And so he has proposed a new state law, "the strongest legislation of its kind in the nation."


The WOKE Act will let citizens sue schools and companies for promoting critical race theory.

"We won't allow Florida tax dollars to be spent teaching kids to hate our country," DeSantis said in a news release.

Eyeing the White House in 2024, DeSantis is clearly exploiting Whites' fears of wokeism, a tactic that put Republican Glenn Youngkin into the governor's seat in Virginia in November.

Were DeSantis of Irish descent, I'd say this is just warmed-over McCarthyism, and no one need worry: it's pure booze-fed Blarney.
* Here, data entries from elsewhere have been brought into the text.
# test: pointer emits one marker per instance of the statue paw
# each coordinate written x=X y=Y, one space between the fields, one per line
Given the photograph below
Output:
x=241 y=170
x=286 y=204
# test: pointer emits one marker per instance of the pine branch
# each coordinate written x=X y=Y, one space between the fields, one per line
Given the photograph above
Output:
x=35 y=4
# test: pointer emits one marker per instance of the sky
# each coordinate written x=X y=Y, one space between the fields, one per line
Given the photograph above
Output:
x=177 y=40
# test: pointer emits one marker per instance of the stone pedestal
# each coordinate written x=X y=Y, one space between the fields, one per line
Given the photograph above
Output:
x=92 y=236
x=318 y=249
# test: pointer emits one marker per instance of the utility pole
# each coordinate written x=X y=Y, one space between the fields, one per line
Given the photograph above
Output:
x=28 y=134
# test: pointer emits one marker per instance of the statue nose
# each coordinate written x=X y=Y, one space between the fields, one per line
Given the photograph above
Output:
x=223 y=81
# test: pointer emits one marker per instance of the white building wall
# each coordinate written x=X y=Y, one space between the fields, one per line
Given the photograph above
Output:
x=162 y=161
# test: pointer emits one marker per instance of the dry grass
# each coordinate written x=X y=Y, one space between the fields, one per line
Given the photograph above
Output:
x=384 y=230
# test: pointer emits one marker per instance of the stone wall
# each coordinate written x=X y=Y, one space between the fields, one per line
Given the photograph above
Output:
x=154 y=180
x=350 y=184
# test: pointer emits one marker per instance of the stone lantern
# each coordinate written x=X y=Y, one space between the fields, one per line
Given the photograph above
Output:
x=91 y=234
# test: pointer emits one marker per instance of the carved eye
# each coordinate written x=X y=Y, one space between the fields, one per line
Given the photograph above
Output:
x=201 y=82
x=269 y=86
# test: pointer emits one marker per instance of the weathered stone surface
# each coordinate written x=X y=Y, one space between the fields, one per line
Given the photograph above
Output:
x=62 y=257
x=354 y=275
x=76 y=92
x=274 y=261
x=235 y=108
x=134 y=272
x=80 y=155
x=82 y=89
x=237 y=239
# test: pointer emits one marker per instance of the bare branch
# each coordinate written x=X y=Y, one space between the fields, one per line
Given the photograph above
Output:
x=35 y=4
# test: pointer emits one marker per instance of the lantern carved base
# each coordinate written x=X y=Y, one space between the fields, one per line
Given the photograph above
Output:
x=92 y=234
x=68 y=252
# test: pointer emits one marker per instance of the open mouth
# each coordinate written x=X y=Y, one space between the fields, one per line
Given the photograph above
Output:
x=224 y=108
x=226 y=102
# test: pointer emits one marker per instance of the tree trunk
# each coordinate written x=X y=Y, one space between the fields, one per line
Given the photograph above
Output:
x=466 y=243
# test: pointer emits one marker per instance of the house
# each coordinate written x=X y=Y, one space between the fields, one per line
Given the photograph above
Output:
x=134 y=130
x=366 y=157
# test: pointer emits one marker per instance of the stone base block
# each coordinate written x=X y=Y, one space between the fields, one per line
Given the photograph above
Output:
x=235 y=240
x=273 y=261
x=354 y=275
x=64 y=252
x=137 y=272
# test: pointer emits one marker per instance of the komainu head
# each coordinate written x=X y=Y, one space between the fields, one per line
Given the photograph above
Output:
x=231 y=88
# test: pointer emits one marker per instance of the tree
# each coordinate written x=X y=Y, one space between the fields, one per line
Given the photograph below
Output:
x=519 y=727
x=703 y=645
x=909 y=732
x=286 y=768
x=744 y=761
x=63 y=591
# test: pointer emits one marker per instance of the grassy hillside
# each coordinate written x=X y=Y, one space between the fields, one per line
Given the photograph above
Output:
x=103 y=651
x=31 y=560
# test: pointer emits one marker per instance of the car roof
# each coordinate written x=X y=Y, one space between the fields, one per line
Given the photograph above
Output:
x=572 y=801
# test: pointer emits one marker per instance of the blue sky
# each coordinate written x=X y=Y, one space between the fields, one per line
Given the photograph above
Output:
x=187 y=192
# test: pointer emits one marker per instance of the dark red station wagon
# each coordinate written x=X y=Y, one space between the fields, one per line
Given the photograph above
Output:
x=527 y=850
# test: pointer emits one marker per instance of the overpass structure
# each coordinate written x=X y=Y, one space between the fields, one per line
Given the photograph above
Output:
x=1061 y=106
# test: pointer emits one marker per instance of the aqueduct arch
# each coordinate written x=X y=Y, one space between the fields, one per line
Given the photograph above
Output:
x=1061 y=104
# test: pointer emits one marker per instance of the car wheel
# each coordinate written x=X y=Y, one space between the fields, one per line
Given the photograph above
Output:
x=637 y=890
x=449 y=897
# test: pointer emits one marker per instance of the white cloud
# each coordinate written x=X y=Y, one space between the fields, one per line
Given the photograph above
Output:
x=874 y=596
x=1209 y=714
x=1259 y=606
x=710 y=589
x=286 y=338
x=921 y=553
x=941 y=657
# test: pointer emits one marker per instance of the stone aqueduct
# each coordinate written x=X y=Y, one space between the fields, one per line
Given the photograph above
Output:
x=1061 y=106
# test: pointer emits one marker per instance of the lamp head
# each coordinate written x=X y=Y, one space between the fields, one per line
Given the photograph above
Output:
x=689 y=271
But DeSantis is Italian and that's spells big trouble. 

He's a right-wing Catholic without an alcohol problem.

That means, when it comes to purging wokeism, he'll be zealous, ruthless, and cruel.

His closest historical forebear is Tomás de Torquemada, also known as "The Grand Inquisitor," who for Catholicism's sake murdered 2,000 Spaniards in the 15th century.

Torquemada didn't just murder the unorthodox.

He spied on them in their homes; traced them through informants; had them arrested by his secret police; humiliated them; and put them on trial before judges just as fanatical he was. He waterboarded, garroted, and racked those found guilty, before burning them at the stake.

What will DeSantis do to rid America of wokeism?

It's anyone's guess, but I predict it will be brutal.